Edmund Wood Clark had inherited the dairy farm in 1870 from his father, John Clark. The Clark family pioneered dairy farming in the Ottawa area and dominated the industry for over a century. E.W. Clark continued to farm the land until 1885, when there was a resurgence of demand for property, following the depression. He then moved to a home on Merivale Road which his father had deeded to him.
Bayswater lies just south of Hintonburg, between Carling, Holland and the Grand Trunk line, which is now, the Queensway.
Bayswater was a rural area until the introduction of the Ottawa Electric Streetcar in 1870. The dynamic of the area changed within four years, becoming more populous. Most of the farmers and labourers working on the Experimental Farm lived in Bayswater. By 1907, prior to amalgamation, there were 31 houses and one cottage in Bayswater.

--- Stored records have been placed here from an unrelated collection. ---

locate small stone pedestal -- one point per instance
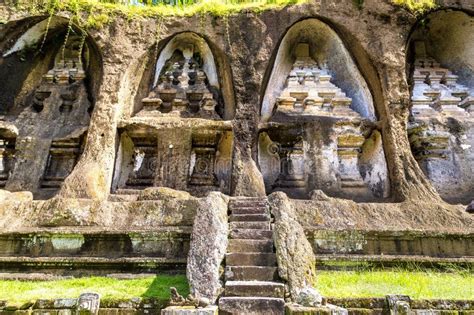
(190, 310)
(328, 309)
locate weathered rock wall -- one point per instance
(245, 47)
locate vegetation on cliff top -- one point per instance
(428, 284)
(103, 9)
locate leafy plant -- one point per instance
(416, 6)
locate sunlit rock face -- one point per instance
(441, 126)
(42, 134)
(178, 137)
(318, 112)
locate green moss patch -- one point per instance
(20, 292)
(417, 284)
(416, 6)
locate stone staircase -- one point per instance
(251, 278)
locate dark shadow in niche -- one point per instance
(315, 86)
(441, 78)
(206, 66)
(51, 100)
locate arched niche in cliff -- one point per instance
(440, 68)
(190, 78)
(318, 112)
(328, 50)
(49, 99)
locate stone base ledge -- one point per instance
(328, 309)
(190, 310)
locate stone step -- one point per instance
(251, 305)
(251, 273)
(250, 246)
(251, 234)
(255, 288)
(122, 198)
(127, 191)
(250, 259)
(247, 204)
(259, 225)
(248, 210)
(249, 217)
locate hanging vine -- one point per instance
(159, 28)
(66, 38)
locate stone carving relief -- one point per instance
(177, 139)
(52, 129)
(183, 87)
(314, 138)
(7, 152)
(441, 127)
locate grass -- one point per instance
(97, 13)
(337, 284)
(19, 292)
(417, 284)
(98, 7)
(416, 6)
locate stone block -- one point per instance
(255, 288)
(241, 246)
(251, 273)
(249, 217)
(251, 259)
(88, 304)
(189, 310)
(251, 234)
(251, 305)
(329, 309)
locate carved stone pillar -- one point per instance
(144, 163)
(203, 159)
(348, 149)
(174, 149)
(7, 157)
(63, 156)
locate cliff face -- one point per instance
(238, 55)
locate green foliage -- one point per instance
(101, 11)
(416, 6)
(359, 4)
(417, 284)
(19, 292)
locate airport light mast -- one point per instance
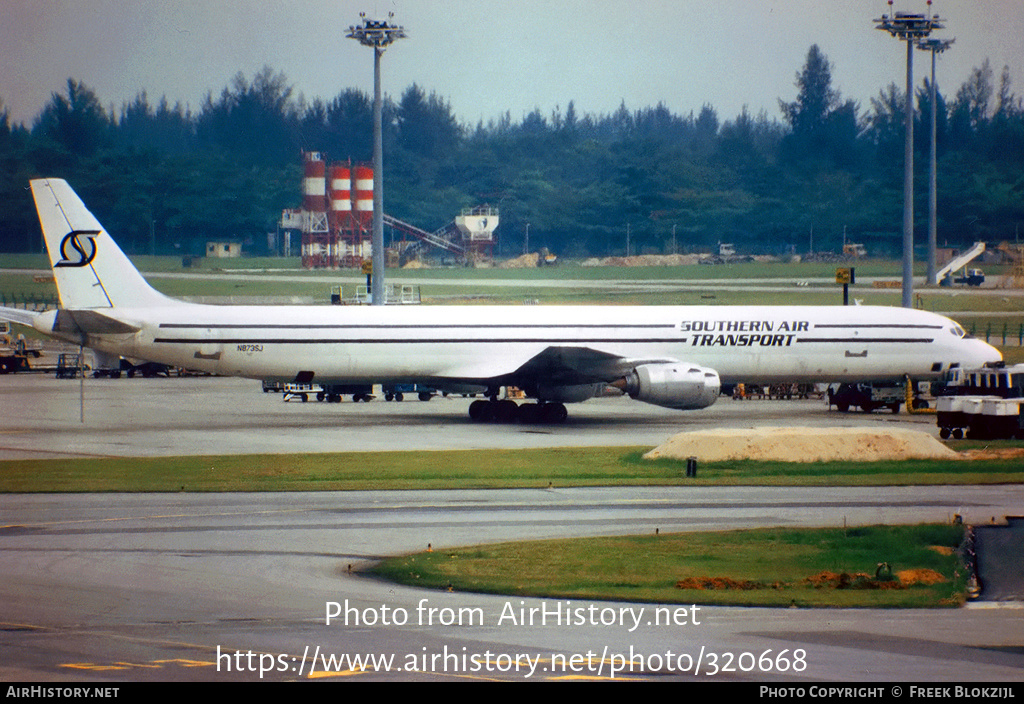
(936, 46)
(910, 28)
(378, 34)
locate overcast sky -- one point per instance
(488, 56)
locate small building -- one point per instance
(223, 250)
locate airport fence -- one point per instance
(999, 334)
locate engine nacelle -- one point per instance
(680, 386)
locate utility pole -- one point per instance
(936, 46)
(909, 28)
(378, 34)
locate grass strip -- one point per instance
(824, 567)
(472, 469)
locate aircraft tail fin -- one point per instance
(90, 269)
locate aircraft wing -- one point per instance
(556, 365)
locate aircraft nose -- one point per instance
(986, 353)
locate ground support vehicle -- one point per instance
(397, 392)
(984, 403)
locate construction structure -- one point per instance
(336, 220)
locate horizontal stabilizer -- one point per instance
(90, 322)
(18, 315)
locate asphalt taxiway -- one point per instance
(113, 587)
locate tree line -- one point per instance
(165, 178)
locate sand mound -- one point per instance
(803, 444)
(526, 261)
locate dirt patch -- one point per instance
(908, 577)
(821, 580)
(994, 453)
(803, 444)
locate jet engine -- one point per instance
(679, 386)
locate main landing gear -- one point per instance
(509, 411)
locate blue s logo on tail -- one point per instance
(85, 254)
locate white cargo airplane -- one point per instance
(672, 356)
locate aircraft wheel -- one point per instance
(554, 412)
(476, 410)
(529, 413)
(506, 410)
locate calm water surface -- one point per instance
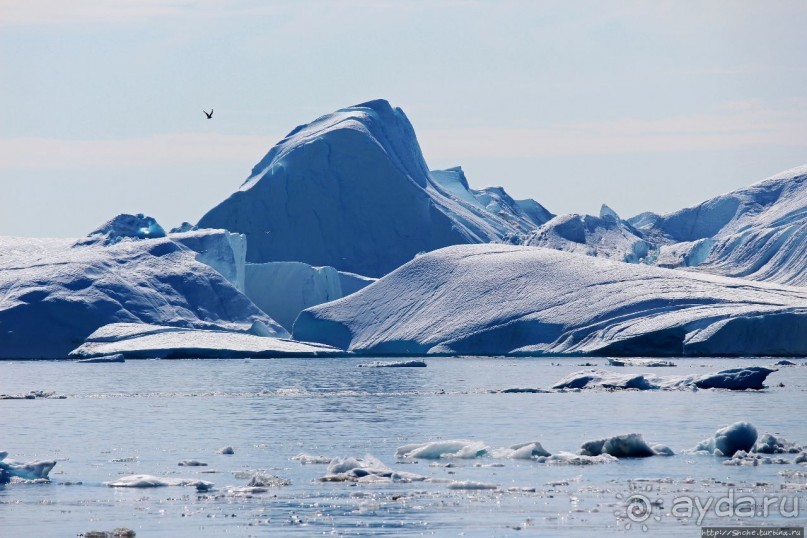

There was an ongoing effort to transform Ottawa into the ‘Washington of the North’. To do so, it was necessary to gain the parklands of the surrounding areas to beautify the capita. Moreover, there was a push to acquire more industry and thus the city needed the surrounding villages factory sites. The village residents saw the benefits of joining Ottawa as better fire and police protection, free mail delivery, sewers, access to city hospitals, cheaper phone service, relief for overcrowded schools and decreased taxes. Bayswater agreed to join the city in 1907, becoming the first village to do so. The decision was rewarded; Bayswater residents reported that they received more improvements in the first few months than they had in the past 11 years.